A proposta de reduzir a jornada de trabalho no Brasil e acabar com a escala 6x1 pode alinhar o país a outros na América Latina que, na última década, já fizeram essa mudança. Colômbia, Chile e México estão entre os exemplos de nações que têm promovido essa redução em prol dos trabalhadores.
No caso da Colômbia, a jornada de trabalho foi reduzida de 48 para 42 horas semanais, uma medida promulgada em julho de 2021 pelo presidente Iván Duque. Essa mudança foi gradual, com a primeira redução ocorrendo em 2023, quando a carga horária caiu para 47 horas. A expectativa é que, até julho de 2026, o país alcance as 42 horas semanais, conforme estabelecido pela nova legislação.
O professor Sebastián Granda Henao, da Universidade Federal da Grande Dourados (UFGD), destaca que essa iniciativa da direita colombiana buscou apaziguar a revolta social que se intensificou em 2019. Apesar de ter recebido críticas, a proposta foi apoiada por empresários e passou pelo Congresso sem grandes oposições, sendo considerada uma resposta conservadora que também atende às diretrizes da Organização Internacional do Trabalho (OIT).
No México, a redução da jornada de 48 para 40 horas semanais foi sancionada em março deste ano pelo governo da esquerdista Claudia Sheinbaum.
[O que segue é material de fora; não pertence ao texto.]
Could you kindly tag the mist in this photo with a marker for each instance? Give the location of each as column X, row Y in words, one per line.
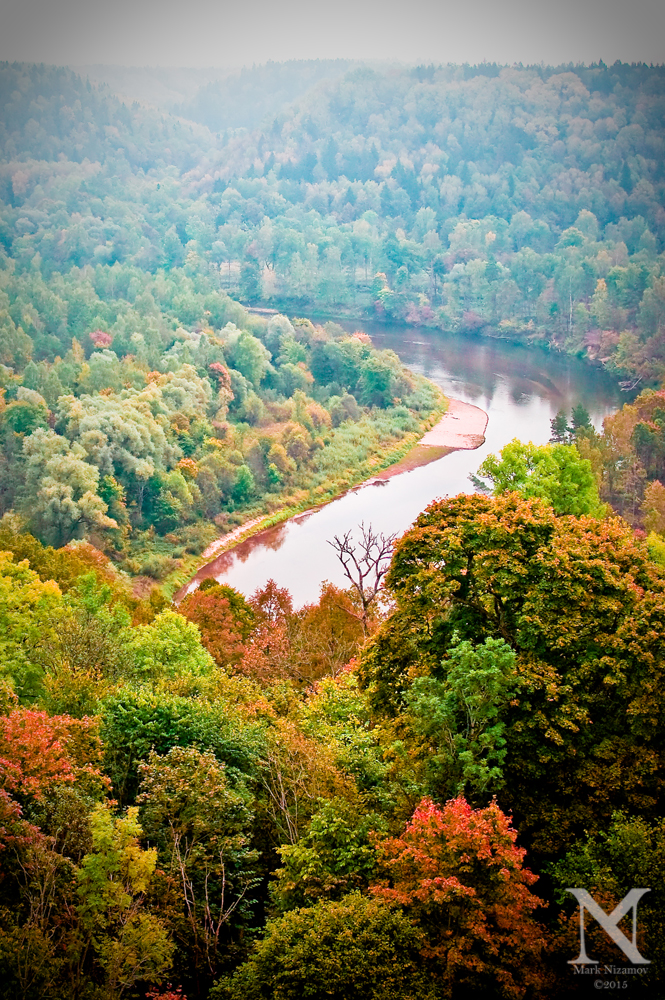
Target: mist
column 207, row 34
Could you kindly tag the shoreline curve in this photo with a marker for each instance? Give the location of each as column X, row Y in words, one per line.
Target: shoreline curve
column 461, row 428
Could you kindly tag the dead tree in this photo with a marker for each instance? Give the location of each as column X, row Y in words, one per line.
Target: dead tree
column 365, row 564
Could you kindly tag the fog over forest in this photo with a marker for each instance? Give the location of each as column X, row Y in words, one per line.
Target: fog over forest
column 387, row 792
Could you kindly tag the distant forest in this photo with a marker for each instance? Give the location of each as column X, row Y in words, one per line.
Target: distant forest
column 386, row 793
column 525, row 202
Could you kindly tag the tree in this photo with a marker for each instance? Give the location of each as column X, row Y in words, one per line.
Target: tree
column 365, row 565
column 461, row 717
column 224, row 619
column 26, row 607
column 581, row 604
column 353, row 947
column 553, row 472
column 200, row 822
column 63, row 489
column 122, row 943
column 334, row 856
column 609, row 863
column 459, row 875
column 560, row 428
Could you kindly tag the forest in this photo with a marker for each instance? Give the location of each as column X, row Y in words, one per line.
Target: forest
column 386, row 793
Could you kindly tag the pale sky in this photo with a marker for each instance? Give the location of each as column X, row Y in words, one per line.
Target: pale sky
column 222, row 33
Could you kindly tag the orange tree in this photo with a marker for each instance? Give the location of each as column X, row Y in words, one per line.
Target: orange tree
column 459, row 876
column 583, row 607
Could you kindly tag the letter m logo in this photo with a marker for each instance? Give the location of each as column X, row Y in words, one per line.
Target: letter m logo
column 609, row 921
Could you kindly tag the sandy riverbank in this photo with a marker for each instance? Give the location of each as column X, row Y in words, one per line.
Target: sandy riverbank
column 462, row 427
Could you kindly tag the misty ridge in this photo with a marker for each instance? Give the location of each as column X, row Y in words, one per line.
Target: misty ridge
column 522, row 201
column 386, row 793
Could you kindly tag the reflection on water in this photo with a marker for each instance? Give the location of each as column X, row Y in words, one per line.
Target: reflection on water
column 520, row 388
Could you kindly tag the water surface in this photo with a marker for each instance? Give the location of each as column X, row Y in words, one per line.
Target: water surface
column 520, row 389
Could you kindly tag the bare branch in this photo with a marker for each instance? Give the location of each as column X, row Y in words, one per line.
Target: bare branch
column 365, row 564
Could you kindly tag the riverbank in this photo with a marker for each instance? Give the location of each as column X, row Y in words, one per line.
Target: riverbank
column 271, row 512
column 461, row 428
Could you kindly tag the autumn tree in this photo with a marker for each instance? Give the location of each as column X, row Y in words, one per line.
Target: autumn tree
column 365, row 564
column 460, row 877
column 581, row 604
column 352, row 947
column 553, row 472
column 122, row 943
column 200, row 822
column 224, row 619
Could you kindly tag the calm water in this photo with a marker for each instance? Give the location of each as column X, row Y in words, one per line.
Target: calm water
column 520, row 389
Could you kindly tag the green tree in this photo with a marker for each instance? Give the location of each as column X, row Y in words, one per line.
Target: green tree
column 353, row 947
column 122, row 943
column 200, row 822
column 555, row 473
column 462, row 717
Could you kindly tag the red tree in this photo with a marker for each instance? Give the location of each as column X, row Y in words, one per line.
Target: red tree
column 458, row 873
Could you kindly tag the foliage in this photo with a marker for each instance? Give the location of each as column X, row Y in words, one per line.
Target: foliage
column 128, row 943
column 580, row 602
column 461, row 716
column 553, row 472
column 201, row 826
column 458, row 872
column 356, row 946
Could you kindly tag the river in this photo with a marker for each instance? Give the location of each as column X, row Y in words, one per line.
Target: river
column 520, row 389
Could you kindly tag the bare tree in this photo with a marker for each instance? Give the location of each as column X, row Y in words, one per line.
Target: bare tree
column 365, row 565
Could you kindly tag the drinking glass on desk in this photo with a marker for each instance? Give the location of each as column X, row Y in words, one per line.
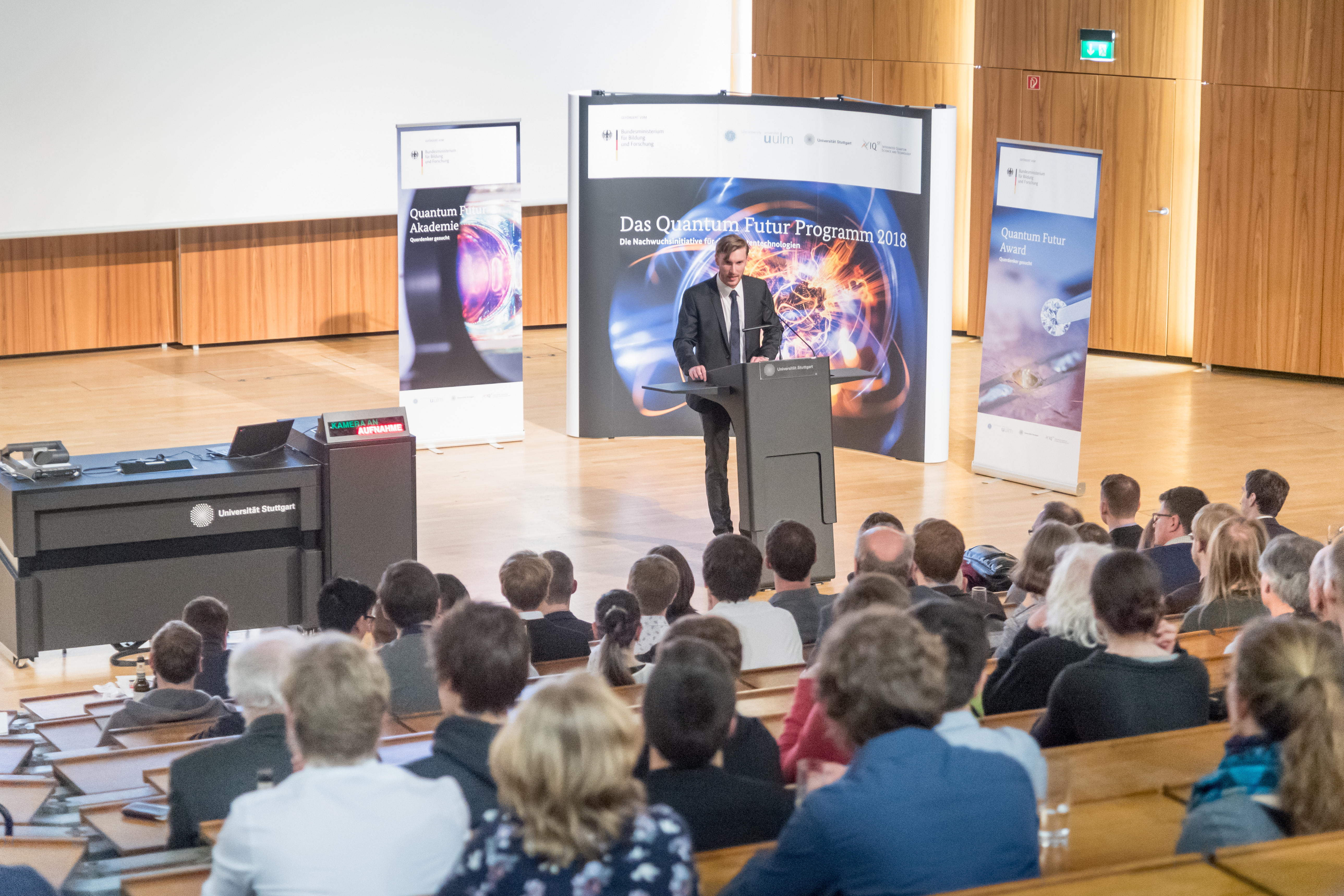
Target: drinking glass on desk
column 1054, row 809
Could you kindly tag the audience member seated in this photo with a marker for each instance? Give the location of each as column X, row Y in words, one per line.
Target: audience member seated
column 681, row 605
column 1232, row 589
column 572, row 819
column 210, row 619
column 617, row 624
column 791, row 551
column 409, row 594
column 346, row 605
column 480, row 659
column 1065, row 633
column 654, row 581
column 175, row 660
column 913, row 813
column 750, row 750
column 1031, row 576
column 203, row 784
column 1201, row 532
column 689, row 712
column 1264, row 495
column 451, row 593
column 807, row 733
column 345, row 824
column 963, row 632
column 557, row 605
column 1119, row 507
column 1171, row 538
column 525, row 582
column 732, row 574
column 1134, row 687
column 1283, row 774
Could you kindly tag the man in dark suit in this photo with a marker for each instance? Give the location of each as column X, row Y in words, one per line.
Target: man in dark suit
column 1263, row 498
column 1172, row 524
column 525, row 581
column 725, row 320
column 1119, row 506
column 203, row 784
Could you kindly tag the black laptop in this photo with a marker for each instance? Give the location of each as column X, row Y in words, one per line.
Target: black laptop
column 260, row 438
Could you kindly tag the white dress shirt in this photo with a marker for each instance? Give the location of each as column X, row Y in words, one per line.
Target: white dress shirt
column 358, row 831
column 769, row 635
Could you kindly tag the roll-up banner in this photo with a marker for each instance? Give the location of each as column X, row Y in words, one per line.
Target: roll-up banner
column 849, row 210
column 460, row 265
column 1038, row 301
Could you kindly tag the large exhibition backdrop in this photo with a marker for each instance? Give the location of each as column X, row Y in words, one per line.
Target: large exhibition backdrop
column 849, row 210
column 1038, row 303
column 460, row 258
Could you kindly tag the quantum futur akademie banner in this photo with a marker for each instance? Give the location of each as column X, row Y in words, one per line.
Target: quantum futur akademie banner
column 849, row 209
column 1038, row 303
column 460, row 265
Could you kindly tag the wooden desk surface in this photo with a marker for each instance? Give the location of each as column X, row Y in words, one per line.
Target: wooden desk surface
column 718, row 867
column 1296, row 867
column 130, row 836
column 25, row 795
column 53, row 858
column 177, row 882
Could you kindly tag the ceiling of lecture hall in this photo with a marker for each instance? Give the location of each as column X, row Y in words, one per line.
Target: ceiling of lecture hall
column 159, row 115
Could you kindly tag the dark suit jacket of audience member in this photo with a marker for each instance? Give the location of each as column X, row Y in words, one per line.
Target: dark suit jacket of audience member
column 1109, row 697
column 407, row 662
column 203, row 784
column 722, row 809
column 1175, row 564
column 463, row 753
column 1127, row 536
column 568, row 620
column 1029, row 669
column 214, row 671
column 552, row 641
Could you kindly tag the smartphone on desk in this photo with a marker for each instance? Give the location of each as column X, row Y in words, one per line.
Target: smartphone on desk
column 150, row 812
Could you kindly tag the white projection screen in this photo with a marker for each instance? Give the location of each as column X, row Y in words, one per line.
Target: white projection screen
column 147, row 115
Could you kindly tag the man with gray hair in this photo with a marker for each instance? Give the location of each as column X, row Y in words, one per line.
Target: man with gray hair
column 203, row 784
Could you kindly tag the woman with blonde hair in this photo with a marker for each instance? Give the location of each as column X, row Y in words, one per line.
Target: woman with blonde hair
column 1230, row 592
column 1062, row 633
column 1284, row 769
column 1201, row 534
column 573, row 819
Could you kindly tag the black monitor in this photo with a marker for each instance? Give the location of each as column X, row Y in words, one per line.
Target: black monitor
column 260, row 438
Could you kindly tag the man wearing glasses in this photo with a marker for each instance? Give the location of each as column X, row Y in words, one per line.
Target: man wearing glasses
column 1171, row 536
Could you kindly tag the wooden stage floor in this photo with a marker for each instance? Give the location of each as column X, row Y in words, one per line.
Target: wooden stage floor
column 607, row 502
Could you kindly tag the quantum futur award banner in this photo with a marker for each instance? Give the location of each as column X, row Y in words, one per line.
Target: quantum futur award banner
column 1038, row 303
column 849, row 211
column 460, row 265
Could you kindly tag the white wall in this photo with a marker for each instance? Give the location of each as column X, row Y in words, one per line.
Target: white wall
column 146, row 113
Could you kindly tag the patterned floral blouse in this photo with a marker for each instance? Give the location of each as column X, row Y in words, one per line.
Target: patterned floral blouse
column 652, row 859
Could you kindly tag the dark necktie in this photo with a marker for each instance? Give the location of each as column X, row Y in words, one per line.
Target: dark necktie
column 734, row 332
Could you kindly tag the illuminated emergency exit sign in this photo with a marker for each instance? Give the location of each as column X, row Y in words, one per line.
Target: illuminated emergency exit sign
column 1096, row 45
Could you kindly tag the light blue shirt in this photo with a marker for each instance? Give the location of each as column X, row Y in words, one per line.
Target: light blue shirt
column 961, row 729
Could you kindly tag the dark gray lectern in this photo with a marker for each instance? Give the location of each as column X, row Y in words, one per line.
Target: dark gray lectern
column 782, row 416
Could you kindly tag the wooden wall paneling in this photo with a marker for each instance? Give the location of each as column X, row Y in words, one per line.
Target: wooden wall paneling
column 998, row 115
column 925, row 84
column 364, row 276
column 1275, row 44
column 924, row 32
column 545, row 265
column 835, row 29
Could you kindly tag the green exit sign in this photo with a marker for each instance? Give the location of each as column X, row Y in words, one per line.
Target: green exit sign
column 1096, row 45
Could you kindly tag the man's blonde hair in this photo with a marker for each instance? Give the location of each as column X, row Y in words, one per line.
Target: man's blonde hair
column 565, row 768
column 338, row 694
Essa mudança, que deve ser implementada gradualmente até 2030, reflete a popularidade do governo e a capacidade de realizar reformas significativas, com a aprovação entre 70% e 80% da população e uma coalizão forte no Parlamento.
O Chile também está em um processo de redução da jornada, que começou com a aprovação de uma lei em abril de 2023, reduzindo a carga de 45 para 40 horas semanais até 2028. Essa medida é vista como uma resposta às demandas sociais que emergiram após os protestos de 2019 e foi aprovada devido à pressão popular e à coalizão progressista que elegeu Gabriel Boric. No Brasil, a proposta de redução de jornada ainda enfrenta resistência de setores empresariais e gera debates sobre seu impacto no PIB e na inflação.